# Tiled Kernel
The notebook follows the video from GPU Mode:

[Lecture 5: Going Further with CUDA for Python Programmers](https://www.youtube.com/watch?v=wVsR-YhaHlM)

In [None]:
!pip install ninja

In [None]:
!nvidia-smi

In [None]:
def in_colab() -> bool:
    try:
        import google.colab
        return True
    except ImportError:
        return False


IN_COLAB = in_colab()

In [None]:
import numpy as np

In [None]:
np.random.seed(20250811)

a = np.random.rand(16, 8)
b = np.random.rand(8, 8)
ab = a @ b

In [None]:
from dataclasses import dataclass

@dataclass
class Dim3:
    x: int = 0
    y: int = 0
    z: int = 0

# Dim3 = namedtuple("Dim3", ["x", "y", "z"])

In [None]:
from math import ceil
TW = 4
TS = 4
block_size = Dim3(
    x=ceil(b.shape[1] / TS),
    y=ceil(a.shape[0] / TS),
)
thread_size = Dim3(x=TS, y=TS)


def tiled_kernel(block_dim: Dim3, thread_dim: Dim3, thread_size: Dim3, signalb, m, n, res, r, c, k, mem):
    bx = block_dim.x * thread_size.x
    tx = thread_dim.x
    cc = bx + tx
    by = block_dim.y * thread_size.y
    ty = thread_dim.y
    cr = by + ty
    if cr >= r or cc >= c:
        return None

    # print(f"{(bx, by, tx, ty) = }")

    mm = mem[:TW*TW]
    mn = mem[TW*TW:]
    for ph in range(ceil(k / TW)):
        # copy to memory
        for tw in range(TW):
            mm[ty * TW + tw] = m[ph * TW + tw + cr * k]
            mn[tx * TW + tw] = n[(ph *  TW + tw) * c + cc]
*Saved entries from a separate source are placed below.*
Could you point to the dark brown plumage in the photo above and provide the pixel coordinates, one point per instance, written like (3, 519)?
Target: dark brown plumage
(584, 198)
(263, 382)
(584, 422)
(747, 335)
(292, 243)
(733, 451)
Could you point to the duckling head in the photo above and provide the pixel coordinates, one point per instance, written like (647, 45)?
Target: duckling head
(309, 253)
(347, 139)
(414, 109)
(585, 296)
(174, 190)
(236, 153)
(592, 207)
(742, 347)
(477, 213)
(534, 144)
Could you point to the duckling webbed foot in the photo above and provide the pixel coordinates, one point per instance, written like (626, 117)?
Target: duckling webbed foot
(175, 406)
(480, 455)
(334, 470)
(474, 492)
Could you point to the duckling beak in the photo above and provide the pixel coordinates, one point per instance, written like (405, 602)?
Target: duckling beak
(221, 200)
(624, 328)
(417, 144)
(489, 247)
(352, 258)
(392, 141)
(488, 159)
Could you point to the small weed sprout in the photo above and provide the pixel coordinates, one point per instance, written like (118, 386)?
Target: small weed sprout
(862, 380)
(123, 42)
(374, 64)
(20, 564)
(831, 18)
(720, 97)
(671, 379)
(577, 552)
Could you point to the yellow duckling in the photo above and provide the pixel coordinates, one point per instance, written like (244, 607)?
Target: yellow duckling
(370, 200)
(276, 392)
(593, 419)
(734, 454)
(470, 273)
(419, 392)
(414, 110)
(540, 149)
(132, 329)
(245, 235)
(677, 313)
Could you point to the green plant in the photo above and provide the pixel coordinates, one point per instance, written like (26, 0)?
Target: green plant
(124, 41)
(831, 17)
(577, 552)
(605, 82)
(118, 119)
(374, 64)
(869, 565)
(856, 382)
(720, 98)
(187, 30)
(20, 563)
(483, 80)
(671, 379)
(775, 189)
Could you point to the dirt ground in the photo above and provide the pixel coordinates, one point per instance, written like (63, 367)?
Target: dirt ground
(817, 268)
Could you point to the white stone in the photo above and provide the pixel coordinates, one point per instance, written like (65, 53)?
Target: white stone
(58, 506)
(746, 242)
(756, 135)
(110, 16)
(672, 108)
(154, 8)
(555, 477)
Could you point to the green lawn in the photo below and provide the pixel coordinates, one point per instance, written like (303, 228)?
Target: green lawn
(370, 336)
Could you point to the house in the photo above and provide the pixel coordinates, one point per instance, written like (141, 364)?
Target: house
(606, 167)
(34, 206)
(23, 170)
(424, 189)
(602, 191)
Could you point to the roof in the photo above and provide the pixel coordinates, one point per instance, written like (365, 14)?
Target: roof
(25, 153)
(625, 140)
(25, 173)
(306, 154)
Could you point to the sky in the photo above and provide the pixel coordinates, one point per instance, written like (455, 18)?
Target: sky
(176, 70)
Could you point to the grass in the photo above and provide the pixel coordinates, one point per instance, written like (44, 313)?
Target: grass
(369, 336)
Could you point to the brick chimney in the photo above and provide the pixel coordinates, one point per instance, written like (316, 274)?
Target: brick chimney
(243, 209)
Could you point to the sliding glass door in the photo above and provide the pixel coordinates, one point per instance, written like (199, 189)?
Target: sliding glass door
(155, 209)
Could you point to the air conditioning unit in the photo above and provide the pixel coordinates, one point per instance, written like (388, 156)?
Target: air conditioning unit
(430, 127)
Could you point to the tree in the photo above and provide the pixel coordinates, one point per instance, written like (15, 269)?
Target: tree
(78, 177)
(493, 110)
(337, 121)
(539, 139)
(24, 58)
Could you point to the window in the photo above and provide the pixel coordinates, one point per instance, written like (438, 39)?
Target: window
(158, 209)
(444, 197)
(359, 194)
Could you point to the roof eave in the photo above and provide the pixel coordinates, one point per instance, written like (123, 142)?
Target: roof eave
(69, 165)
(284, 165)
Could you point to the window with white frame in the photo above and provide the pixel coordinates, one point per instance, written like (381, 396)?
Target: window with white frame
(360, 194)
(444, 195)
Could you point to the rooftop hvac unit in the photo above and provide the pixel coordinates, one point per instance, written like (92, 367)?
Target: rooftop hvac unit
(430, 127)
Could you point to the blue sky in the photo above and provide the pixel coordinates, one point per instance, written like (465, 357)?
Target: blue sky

        # s = signalb.wait()
        # if s == TW * TW - 1:
        #     print(f"{(ph, bx, by, tx, ty) = }")
        #     print("mm", mm, "mn", mn, sep="\n")
        signalb.wait()
        # matmul
        for i in range(TW):
            res[cr * k + cc] += mm[ty * TW + i] * mn[tx * TW + i]
        signalb.wait()
    return None

### Debug

In [None]:
mem = np.zeros((2 * TW, TW)).ravel()

mm = mem[:TW*TW]
mn = mem[TW*TW:]

In [None]:
m = a.ravel()
n = b.ravel()
r, k = a.shape
c = b.shape[1]
res = np.zeros((r, c)).ravel()


bd = Dim3(x=0, y=0)
td = Dim3(x=3, y=0)
ts = Dim3(x=TS, y=TS)
by = bd.y * ts.y
ty = td.y
cr = by + ty
bx = bd.x * ts.x
tx = td.x
cc = bx + tx
ph = 0
tw = 0
for _y in range(TS):
    for _x in range(TS):
        td = Dim3(x=_x, y=_y)
        ty = td.y
        cr = by + ty
        tx = td.x
        cc = bx + tx
        for tw in range(TW):
            mm[ty * TW + tw] = m[ph * TW + tw + cr * k]
            mn[tx * TW + tw] = n[(ph *  TW + tw) * c + cc]
for _y in range(TS):
    for _x in range(TS):
        td = Dim3(x=_x, y=_y)
        ty = td.y
        cr = by + ty
        tx = td.x
        cc = bx + tx
        for tw in range(TW):
            res[cr * k + cc] += mm[ty * TW + tw] * mn[tx * TW + tw]


In [None]:
mm.reshape(TW, TW) @ mn.reshape(TW, TW).T

In [None]:
res.reshape(r, c)[:TW, :TW]

In [None]:
mm.reshape(TW, TW)

In [None]:
mn.reshape(TW, TW)

In [None]:
a[:TW, :TW]

In [None]:
b[:TW, :TW]

In [None]:
a[cr, ph * TW:ph * TW + TW]

In [None]:
b[ph * TW: ph * TW + TW, cc]

## Example with barrier semaphore

In [None]:
import string
import time

from itertools import cycle, islice
from concurrent.futures import ThreadPoolExecutor
from threading import Barrier

def print_thread_id(letter, buffer, signalb):
    idx = signalb.wait()
    buffer[idx] = letter
    signalb.wait()
    if idx == 0:
        print("".join(buffer))
    time.sleep(1)
    """Prints the ID of the current thread."""
    # print(f"Thread ID: {threading.get_ident()}")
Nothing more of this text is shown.